The banking industry faces a whole range of risks as they evolve in the interconnected edge enterprise landscape while battling a growing list of software attacks including denial-of-service (DoS) and distributed denial-of-service (DDoS) attacks, man-in-the-middle (MitM) attack, phishing, and spear-phishing attacks, credential stuffing, and ransomware.

While a majority of threats target software vulnerabilities, banks also risk hardware vulnerabilities that could put the organization’s digital infrastructure at risk, from an employee device to a router connected to an unsecured network, through the Internet of Things (IoT) and cloud exploitation.

The core concept for the banking Cyber Security strategy is to safeguard customer assets and their transactions. As breaches lead to damage banks’ standing in the financial market, consequences, and penalties for FDIC non-compliance, monetary losses, and customer confidence.

Challenge

This was the environment when one of the United States’ largest financial corporations, who specialize in Business and Commercial Banking and Financing came to SBase Technologies looking to future proof their security deployment with a cost effective, scalable connectivity strategy that provides resilience and redundancy.

This organization’s security strategy involved the use of Intrusion Prevention Systems (IPS) and DDoS protection for all critical links. IPS is a network security tool that examines network traffic flow to detect and prevent vulnerability exploits. A DDoS protection tool specifically blocks denial-of-service (DoS) and distributed denial-of-service (DDoS) attacks.

Both security solutions are deployed inline, meaning the tool sits directly in the path of network traffic to actively protect and block potential threats. The company reached out to SBase Technologies as a leader in inline security, whose CTO Jerry Dillard invented bypass technology, knowing they needed a scalable connectivity strategy that accounted for inline deployment sensitivities.

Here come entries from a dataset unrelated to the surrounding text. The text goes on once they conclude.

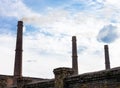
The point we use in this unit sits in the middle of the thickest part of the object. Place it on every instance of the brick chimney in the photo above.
(74, 56)
(107, 61)
(18, 52)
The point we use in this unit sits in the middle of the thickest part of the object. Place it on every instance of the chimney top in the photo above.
(73, 37)
(20, 22)
(106, 46)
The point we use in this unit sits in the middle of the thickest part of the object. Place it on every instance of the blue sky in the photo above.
(48, 28)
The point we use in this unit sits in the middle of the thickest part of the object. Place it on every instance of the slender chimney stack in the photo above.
(18, 52)
(74, 56)
(107, 61)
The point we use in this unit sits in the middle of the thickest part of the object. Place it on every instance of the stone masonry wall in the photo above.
(101, 79)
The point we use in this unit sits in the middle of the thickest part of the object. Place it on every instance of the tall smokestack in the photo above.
(74, 56)
(107, 61)
(18, 52)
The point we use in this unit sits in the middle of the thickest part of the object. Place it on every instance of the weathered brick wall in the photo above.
(101, 79)
(41, 84)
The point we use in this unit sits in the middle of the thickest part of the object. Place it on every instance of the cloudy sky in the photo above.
(48, 28)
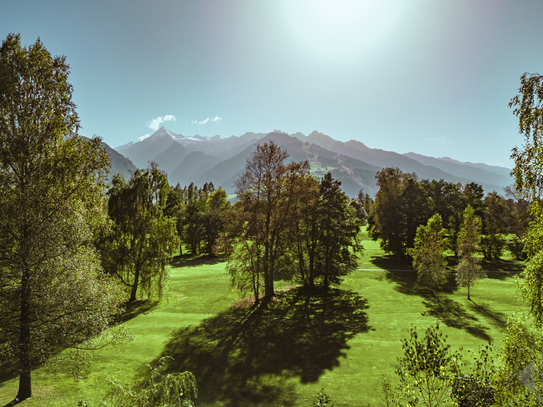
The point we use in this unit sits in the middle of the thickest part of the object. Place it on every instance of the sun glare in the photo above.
(341, 28)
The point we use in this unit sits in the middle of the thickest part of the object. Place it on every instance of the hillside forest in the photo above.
(80, 248)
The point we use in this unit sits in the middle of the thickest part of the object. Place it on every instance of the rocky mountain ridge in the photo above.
(222, 159)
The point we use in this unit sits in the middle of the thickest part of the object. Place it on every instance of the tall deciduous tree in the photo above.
(334, 234)
(143, 239)
(469, 268)
(386, 218)
(257, 232)
(53, 293)
(528, 172)
(428, 257)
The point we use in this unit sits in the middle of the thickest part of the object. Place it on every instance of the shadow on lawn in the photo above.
(454, 315)
(498, 319)
(244, 357)
(191, 260)
(502, 265)
(135, 308)
(449, 311)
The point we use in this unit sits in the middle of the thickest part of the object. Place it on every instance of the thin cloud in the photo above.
(207, 120)
(438, 140)
(155, 123)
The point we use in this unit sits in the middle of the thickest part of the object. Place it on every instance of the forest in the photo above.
(83, 258)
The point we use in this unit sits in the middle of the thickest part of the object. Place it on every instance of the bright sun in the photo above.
(341, 28)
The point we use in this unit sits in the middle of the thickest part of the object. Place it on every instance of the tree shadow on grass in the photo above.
(407, 283)
(192, 260)
(454, 315)
(500, 275)
(244, 357)
(439, 305)
(135, 308)
(502, 265)
(498, 319)
(391, 262)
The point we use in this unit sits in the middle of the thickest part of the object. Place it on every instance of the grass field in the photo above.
(342, 341)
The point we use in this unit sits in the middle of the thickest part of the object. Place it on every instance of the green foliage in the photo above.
(323, 400)
(469, 268)
(161, 390)
(256, 238)
(478, 387)
(326, 234)
(428, 253)
(142, 238)
(520, 353)
(492, 246)
(386, 216)
(403, 204)
(53, 293)
(427, 369)
(528, 107)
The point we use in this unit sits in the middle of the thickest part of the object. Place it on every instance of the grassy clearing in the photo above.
(342, 341)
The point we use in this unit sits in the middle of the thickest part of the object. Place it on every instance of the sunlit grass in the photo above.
(343, 342)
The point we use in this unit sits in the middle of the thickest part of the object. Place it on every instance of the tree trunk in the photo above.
(269, 291)
(135, 286)
(25, 388)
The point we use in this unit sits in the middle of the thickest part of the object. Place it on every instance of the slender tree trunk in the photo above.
(25, 386)
(135, 285)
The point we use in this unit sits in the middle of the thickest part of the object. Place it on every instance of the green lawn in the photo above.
(342, 341)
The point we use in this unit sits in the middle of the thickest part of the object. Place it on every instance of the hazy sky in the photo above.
(429, 76)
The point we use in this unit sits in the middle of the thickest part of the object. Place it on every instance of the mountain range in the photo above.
(221, 160)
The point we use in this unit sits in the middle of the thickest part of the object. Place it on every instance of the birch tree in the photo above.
(469, 268)
(53, 293)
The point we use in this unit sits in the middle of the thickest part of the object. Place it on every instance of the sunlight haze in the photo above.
(430, 77)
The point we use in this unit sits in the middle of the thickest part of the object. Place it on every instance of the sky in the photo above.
(431, 77)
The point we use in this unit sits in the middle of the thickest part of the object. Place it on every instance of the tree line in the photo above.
(403, 203)
(68, 244)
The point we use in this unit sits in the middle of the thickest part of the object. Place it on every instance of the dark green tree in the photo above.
(386, 218)
(427, 369)
(428, 253)
(469, 268)
(193, 228)
(143, 239)
(53, 293)
(215, 207)
(338, 228)
(495, 224)
(256, 238)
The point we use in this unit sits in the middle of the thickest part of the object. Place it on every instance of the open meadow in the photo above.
(342, 341)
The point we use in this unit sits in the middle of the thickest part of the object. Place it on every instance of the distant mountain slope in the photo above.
(169, 159)
(119, 163)
(190, 168)
(467, 170)
(383, 158)
(221, 160)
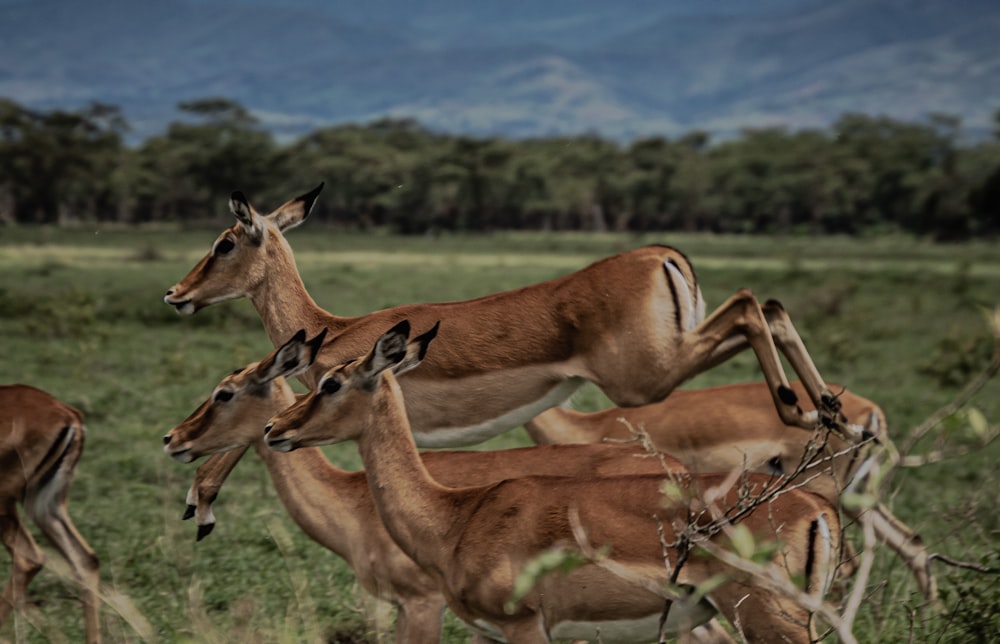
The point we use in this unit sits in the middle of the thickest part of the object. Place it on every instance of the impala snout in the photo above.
(183, 305)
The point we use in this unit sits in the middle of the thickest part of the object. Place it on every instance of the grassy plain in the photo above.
(81, 316)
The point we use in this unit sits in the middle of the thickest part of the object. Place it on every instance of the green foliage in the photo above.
(559, 561)
(136, 368)
(863, 175)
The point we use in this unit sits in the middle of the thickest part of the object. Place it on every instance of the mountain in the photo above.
(514, 68)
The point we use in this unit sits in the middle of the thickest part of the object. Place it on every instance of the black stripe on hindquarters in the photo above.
(811, 553)
(673, 294)
(56, 456)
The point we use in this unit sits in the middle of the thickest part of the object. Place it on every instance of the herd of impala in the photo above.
(642, 483)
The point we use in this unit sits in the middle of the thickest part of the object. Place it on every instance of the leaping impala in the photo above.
(41, 440)
(335, 507)
(732, 427)
(634, 324)
(475, 540)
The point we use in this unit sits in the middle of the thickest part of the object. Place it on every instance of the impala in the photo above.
(41, 440)
(734, 426)
(634, 324)
(335, 507)
(474, 540)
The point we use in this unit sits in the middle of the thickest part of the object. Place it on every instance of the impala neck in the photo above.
(416, 510)
(320, 498)
(284, 304)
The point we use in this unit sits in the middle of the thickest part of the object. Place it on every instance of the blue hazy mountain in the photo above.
(516, 68)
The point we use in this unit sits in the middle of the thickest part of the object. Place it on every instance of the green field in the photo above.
(81, 316)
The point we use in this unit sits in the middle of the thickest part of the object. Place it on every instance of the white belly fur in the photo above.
(474, 434)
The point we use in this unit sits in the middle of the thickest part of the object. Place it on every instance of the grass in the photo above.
(81, 316)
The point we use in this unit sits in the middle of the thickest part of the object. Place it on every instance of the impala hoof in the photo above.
(787, 396)
(204, 530)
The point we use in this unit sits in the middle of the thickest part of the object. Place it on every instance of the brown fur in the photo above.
(41, 440)
(474, 540)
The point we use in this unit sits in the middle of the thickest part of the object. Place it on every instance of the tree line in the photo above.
(863, 174)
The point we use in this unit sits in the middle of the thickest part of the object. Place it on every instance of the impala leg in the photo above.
(59, 529)
(762, 616)
(208, 480)
(788, 341)
(908, 545)
(26, 560)
(741, 315)
(419, 622)
(528, 631)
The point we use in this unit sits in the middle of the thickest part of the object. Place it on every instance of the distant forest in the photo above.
(863, 175)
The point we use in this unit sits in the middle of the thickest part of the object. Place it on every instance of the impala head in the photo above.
(243, 402)
(335, 410)
(240, 256)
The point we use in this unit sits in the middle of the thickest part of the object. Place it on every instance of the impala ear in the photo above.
(389, 350)
(246, 216)
(416, 349)
(288, 360)
(294, 212)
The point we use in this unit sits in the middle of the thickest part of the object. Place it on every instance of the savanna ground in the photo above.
(81, 316)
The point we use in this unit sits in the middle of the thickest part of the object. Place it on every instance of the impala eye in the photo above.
(224, 246)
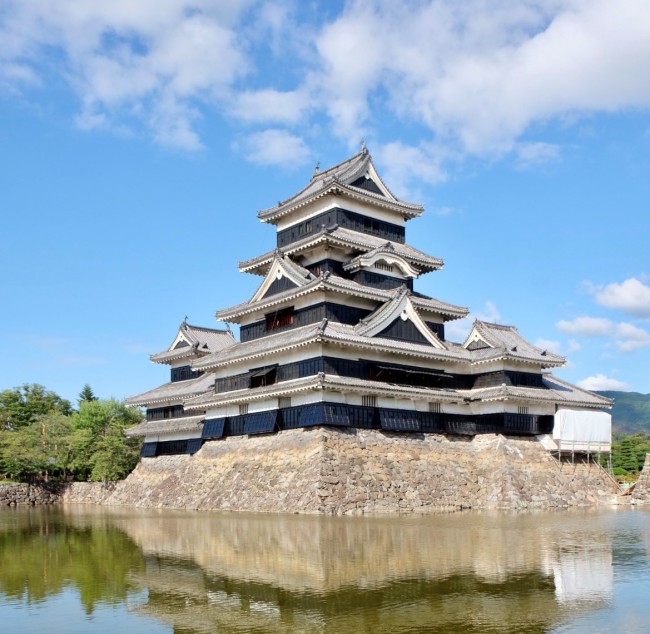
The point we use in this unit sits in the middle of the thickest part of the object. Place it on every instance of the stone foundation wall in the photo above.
(14, 494)
(641, 491)
(342, 471)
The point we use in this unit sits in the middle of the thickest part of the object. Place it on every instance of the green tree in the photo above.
(101, 450)
(21, 406)
(41, 449)
(86, 394)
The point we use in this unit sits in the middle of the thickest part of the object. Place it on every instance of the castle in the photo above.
(337, 335)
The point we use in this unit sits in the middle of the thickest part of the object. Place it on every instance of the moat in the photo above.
(80, 568)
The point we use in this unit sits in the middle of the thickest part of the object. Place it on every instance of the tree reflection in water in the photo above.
(207, 572)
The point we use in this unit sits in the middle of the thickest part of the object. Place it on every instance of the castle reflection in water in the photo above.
(278, 573)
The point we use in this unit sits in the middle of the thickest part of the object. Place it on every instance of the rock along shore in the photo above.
(335, 472)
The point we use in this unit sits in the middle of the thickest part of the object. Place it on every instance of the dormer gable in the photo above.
(390, 319)
(192, 342)
(508, 343)
(383, 259)
(475, 340)
(355, 178)
(282, 275)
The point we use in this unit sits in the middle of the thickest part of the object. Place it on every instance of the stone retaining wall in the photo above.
(14, 494)
(641, 491)
(345, 471)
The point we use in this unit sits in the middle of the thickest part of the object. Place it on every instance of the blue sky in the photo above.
(139, 139)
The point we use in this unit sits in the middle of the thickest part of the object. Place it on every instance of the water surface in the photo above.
(86, 569)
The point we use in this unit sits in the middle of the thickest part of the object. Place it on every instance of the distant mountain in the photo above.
(630, 412)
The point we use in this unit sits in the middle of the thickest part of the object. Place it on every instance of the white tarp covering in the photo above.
(583, 430)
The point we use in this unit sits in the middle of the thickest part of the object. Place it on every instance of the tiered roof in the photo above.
(491, 350)
(355, 178)
(344, 238)
(193, 342)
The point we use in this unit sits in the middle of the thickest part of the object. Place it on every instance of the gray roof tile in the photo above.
(341, 236)
(175, 391)
(339, 178)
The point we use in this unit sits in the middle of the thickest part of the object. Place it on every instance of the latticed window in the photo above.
(384, 266)
(280, 318)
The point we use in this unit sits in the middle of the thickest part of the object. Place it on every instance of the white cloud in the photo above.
(459, 329)
(548, 344)
(270, 106)
(538, 152)
(402, 163)
(274, 147)
(631, 296)
(140, 62)
(587, 326)
(627, 337)
(602, 382)
(471, 77)
(479, 74)
(574, 346)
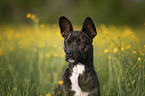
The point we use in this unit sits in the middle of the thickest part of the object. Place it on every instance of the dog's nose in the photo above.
(70, 52)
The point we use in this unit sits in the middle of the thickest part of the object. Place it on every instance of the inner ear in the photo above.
(65, 26)
(89, 27)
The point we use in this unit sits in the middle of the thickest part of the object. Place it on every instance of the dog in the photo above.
(79, 78)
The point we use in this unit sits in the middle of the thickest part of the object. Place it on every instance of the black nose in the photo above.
(70, 53)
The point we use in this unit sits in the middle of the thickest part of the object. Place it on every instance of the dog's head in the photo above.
(77, 44)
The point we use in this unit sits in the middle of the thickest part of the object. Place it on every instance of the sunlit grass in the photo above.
(32, 59)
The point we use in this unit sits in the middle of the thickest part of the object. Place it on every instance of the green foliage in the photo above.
(32, 60)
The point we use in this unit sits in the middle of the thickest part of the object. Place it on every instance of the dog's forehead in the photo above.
(75, 35)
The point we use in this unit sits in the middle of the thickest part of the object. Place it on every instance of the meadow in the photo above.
(32, 59)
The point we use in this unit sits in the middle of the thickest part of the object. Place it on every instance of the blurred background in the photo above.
(118, 12)
(32, 59)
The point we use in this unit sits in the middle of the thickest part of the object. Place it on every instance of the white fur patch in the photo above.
(78, 69)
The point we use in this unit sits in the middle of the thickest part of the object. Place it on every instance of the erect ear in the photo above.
(65, 26)
(89, 27)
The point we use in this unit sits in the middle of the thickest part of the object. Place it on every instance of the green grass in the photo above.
(32, 63)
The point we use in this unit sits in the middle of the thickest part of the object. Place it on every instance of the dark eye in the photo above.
(82, 44)
(66, 43)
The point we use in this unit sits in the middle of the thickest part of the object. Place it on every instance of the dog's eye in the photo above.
(66, 43)
(82, 44)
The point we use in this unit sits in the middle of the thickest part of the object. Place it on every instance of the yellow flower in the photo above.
(41, 45)
(28, 15)
(42, 25)
(1, 53)
(47, 55)
(55, 55)
(33, 16)
(138, 58)
(47, 95)
(139, 65)
(109, 57)
(0, 37)
(122, 48)
(141, 53)
(115, 49)
(127, 47)
(14, 88)
(106, 51)
(17, 35)
(36, 20)
(60, 82)
(134, 52)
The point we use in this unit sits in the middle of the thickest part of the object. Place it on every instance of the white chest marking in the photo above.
(78, 69)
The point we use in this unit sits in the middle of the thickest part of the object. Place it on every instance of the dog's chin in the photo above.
(71, 61)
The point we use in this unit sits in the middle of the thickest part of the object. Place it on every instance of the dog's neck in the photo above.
(88, 65)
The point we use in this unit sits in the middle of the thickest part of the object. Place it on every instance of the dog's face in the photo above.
(77, 44)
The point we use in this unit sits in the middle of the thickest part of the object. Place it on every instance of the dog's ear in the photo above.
(89, 28)
(65, 26)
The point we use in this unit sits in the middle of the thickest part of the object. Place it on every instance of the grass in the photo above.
(32, 60)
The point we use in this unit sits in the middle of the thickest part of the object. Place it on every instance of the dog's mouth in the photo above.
(71, 60)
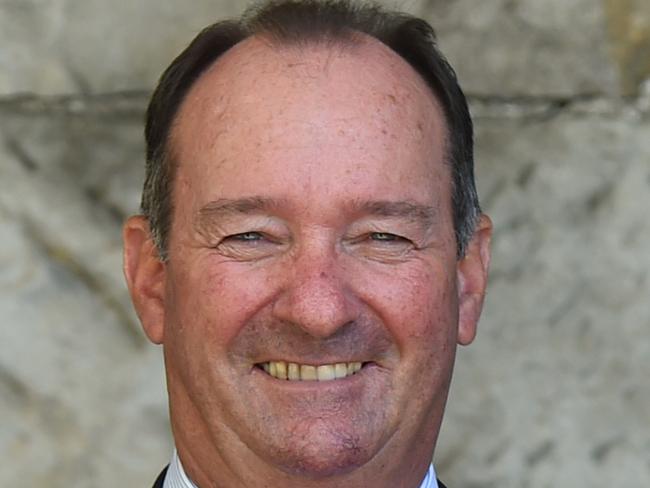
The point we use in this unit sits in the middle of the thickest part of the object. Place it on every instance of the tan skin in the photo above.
(312, 223)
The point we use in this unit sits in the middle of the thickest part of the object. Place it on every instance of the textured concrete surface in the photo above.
(554, 392)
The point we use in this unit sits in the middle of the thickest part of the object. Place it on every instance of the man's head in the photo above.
(303, 23)
(312, 231)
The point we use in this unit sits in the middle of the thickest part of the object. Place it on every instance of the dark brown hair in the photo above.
(296, 22)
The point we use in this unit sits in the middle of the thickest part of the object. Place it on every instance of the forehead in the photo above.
(357, 101)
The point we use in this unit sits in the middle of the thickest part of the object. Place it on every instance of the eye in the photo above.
(385, 237)
(246, 237)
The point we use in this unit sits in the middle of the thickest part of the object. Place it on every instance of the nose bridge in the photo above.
(317, 297)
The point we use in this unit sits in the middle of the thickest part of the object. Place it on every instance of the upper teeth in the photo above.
(306, 372)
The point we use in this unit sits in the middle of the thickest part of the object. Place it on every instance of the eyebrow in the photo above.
(409, 210)
(224, 207)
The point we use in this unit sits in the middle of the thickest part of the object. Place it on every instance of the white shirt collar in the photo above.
(176, 477)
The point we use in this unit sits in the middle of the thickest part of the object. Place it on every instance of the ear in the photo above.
(145, 276)
(472, 272)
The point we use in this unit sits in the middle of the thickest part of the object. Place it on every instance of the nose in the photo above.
(316, 297)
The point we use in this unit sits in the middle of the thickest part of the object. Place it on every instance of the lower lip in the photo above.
(366, 368)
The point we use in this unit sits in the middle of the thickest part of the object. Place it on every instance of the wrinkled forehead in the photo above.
(259, 81)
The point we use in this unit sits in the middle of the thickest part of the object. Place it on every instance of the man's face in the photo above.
(312, 233)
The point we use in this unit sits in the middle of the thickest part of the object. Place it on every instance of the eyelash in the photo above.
(245, 236)
(386, 237)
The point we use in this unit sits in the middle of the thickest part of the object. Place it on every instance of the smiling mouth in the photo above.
(306, 372)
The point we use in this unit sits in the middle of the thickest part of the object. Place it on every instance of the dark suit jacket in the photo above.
(161, 479)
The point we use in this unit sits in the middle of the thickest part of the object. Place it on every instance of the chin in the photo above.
(326, 455)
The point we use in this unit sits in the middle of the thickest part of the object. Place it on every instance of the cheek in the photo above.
(215, 301)
(419, 304)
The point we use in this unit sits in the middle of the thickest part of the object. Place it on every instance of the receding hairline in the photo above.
(352, 43)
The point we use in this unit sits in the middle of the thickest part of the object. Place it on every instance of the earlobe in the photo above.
(145, 276)
(472, 273)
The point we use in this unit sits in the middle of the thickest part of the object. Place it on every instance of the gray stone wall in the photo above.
(556, 389)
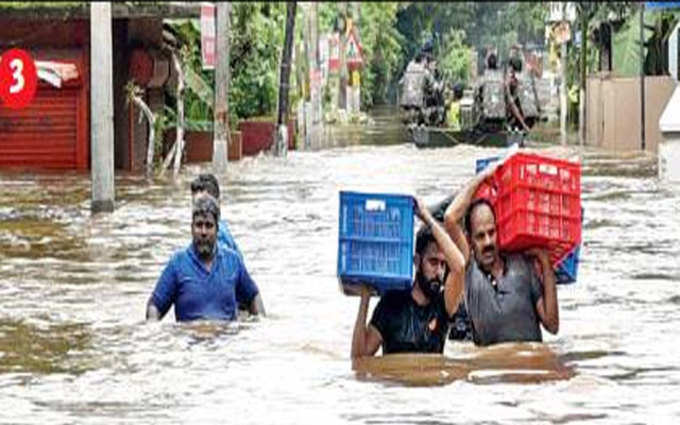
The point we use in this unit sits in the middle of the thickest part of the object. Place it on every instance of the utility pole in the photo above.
(582, 91)
(307, 99)
(101, 107)
(222, 71)
(563, 83)
(344, 11)
(642, 75)
(281, 145)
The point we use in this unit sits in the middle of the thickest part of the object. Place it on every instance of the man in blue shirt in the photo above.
(207, 183)
(206, 280)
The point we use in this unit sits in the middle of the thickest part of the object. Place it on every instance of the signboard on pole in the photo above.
(323, 57)
(334, 53)
(208, 35)
(354, 52)
(652, 5)
(555, 12)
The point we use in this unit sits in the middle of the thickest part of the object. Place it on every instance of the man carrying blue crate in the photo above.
(416, 319)
(505, 299)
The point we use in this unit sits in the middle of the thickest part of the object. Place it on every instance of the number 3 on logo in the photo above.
(18, 78)
(18, 66)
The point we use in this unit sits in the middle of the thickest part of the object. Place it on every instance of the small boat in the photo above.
(434, 137)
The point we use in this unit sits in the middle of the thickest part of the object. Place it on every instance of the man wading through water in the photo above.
(417, 319)
(504, 298)
(205, 280)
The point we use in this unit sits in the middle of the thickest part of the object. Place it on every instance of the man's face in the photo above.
(430, 271)
(204, 233)
(197, 194)
(483, 238)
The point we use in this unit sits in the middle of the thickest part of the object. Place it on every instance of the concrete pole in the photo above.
(101, 107)
(342, 93)
(582, 91)
(642, 75)
(281, 145)
(563, 84)
(222, 71)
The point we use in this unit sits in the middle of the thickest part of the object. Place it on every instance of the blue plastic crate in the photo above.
(567, 270)
(375, 240)
(482, 163)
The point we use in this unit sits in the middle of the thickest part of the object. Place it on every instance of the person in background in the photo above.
(207, 183)
(204, 281)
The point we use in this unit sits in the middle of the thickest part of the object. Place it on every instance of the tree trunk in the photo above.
(281, 145)
(178, 147)
(222, 71)
(582, 91)
(563, 84)
(179, 140)
(151, 119)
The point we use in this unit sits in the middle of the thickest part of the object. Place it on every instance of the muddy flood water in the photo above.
(74, 347)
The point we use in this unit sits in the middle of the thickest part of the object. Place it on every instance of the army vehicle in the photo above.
(484, 116)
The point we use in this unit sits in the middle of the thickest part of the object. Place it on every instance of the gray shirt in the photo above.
(506, 312)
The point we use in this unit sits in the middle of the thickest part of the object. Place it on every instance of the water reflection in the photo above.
(75, 349)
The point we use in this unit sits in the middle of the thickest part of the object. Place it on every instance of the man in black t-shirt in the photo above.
(417, 319)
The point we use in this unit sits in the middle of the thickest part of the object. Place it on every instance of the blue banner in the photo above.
(656, 5)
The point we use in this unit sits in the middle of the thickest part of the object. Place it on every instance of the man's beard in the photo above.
(204, 248)
(431, 287)
(483, 258)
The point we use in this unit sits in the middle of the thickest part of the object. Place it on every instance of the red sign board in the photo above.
(354, 52)
(208, 35)
(334, 53)
(18, 78)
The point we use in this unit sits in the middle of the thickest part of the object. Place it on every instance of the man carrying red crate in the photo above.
(415, 320)
(505, 299)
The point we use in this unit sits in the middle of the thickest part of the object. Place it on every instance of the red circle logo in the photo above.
(18, 78)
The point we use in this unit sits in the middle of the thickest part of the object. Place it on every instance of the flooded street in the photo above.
(74, 347)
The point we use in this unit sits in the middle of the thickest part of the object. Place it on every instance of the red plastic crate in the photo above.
(537, 202)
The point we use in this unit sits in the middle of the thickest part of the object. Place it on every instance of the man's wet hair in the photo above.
(424, 238)
(492, 61)
(471, 209)
(515, 63)
(204, 205)
(206, 182)
(458, 90)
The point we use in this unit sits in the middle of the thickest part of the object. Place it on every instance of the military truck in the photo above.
(484, 115)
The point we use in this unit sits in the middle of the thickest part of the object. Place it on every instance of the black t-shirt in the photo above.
(407, 327)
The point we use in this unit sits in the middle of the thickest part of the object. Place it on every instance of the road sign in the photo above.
(208, 34)
(18, 78)
(354, 52)
(652, 5)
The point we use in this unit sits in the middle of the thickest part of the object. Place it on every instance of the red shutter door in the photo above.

Architecting networks with High Availability (HA) or redundant designs, creates added challenges for security and networking teams, in not only effectively deploying and updating tools without creating a single point of failure for each device but how to adjust once an HA has been triggered.

Goal

Ensure all critical links are actively protected using IPS and DDoS technology, incorporating a strategy of resilience, reliability and redundancy so there is no business interruption or downtime, while protecting sensitive data.

Solution

SBase’s engineering team worked with the IT team to design an HA architecture that solved all of their challenges, while providing additional value and functionality, leading them to expand this use case throughout their enterprise.

Our teams worked through questions like, do we have to buy two of everything? What happens if traffic switches from primary to secondary? How are we going to track that data? How do we correlate everything? While working through expectations, urgency and availability of each device.